Rwanda : relire une histoire blessée
- Fr. Guy
Comme je l’ai déjà fait sous-entendre, je me contente de refléter ci-dessous quelques chapitres de cet important ouvrage : « Le contexte historique », consacré plus particulièrement au Rwanda précolonial et au mandat confié par la SDN à la Belgique, la personnalité et le rôle de « Mgr Perraudin », proche du président Grégoire Kayibanda, et « L’Homme de Kigali », Charles Jeanneret, secrétaire de Juvénal Habyalimana, président de la deuxième République.
Une phrase de l’auteure pourrait résumer son analyse de l’histoire du Rwanda : « Le génocide des Tutsi au Rwanda n’est pas le résultat d’une lutte entre ethnies distinctes ou d’une guerre tribale. L’antagonisme n’a rien d’ancestral. Il s’est développé durant la période coloniale sous l’impulsion de la Belgique ».
Le génocide est plutôt le fait d’une petite élite Hutu au pouvoir qui craignait le retour des Tutsi et se méfiait particulièrement de ceux restés dans le pays.
L’auteure ne méconnaît pas les diverses hypothèses sur l’implantation des ethnies dans le Rwanda précolonial. Certaines sont sérieuses, d’autres plutôt saugrenues. Seuls les historiens avisés de cette période pourraient en parler, à commencer par des historiens rwandais, même disparus, comme Alexis Kagame ou Mgr Bigirumwami.
Quant à Mgr Perraudin (1914-2003), l’auteure fait bien d’écrire que cet ancien archevêque de Kigali d’origine suisse continue de semer la contradiction.

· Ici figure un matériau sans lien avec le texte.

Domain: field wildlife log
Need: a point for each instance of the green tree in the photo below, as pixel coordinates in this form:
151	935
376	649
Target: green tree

Certains l’accusent d’avoir favorisé le génocide, d’autres prennent sa défense. Cité dans ce livre, je ne peux qu’attester l’influence de sa lettre pastorale de Carême de 1959 sur les changements sociaux et caritatifs nécessaires au Rwanda. Mais ses déclarations n’étaient pas un prêche génocidaire. Ce dont l’auteure convient. Il est vrai que ces suspicions ont endolori la fin de vie de cet évêque. Il s’en est défendu dans un livre au soir de sa vie, « Un évêque au Rwanda », paru en 2003. Je pense que cet écrit n’a pas convaincu tous ses lecteurs. Le problème « Perraudin » demeure encore ouvert.

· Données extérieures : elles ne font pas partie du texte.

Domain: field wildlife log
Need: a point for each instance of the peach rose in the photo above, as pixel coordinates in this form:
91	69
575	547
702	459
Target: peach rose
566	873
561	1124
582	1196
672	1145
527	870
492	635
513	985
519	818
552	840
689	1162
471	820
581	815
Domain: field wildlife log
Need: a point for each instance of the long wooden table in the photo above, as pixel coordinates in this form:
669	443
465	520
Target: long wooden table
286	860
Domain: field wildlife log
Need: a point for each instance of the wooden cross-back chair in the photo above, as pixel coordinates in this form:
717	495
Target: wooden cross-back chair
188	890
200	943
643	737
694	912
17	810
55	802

Quant à Charles Jeanneret, d’origine neuchâteloise, mais citoyen canadien, il fut engagé par la Coopération suisse comme conseiller de Juvénal Habyalimana, président de la deuxième République. Décédé, notre auteure n’a pas pu le consulter, mais diverses opinions circulent à son sujet, certaines peu favorables aux Tutsi. Je ne l’ai jamais rencontré. Mais j’imagine mal que certains puissent l’accuser d’avoir fomenté le génocide des Tutsi. Si c’était le cas, il faudrait mettre en cause la Coopération suisse qui l’avait engagé. D’où l’intérêt de notre auteure pour ce personnage ambigu qu’elle appelle au chapitre 8 « l’Homme de Kigali ».
Le livre d’Anne Emery-Torracinta devrait être connu non seulement des Rwandais et de leurs amis, mais de tous ceux et celles qui se préoccupent de la politique de nos services fédéraux d’assistance technique. C’est à eux qu’il appartient de prendre position et de faire de nouvelles propositions. D’ici là, nos hommages à l’auteure pour cet énorme travail qui ajoute à son amour du Rwanda une connaissance approfondie de certaines de nos institutions.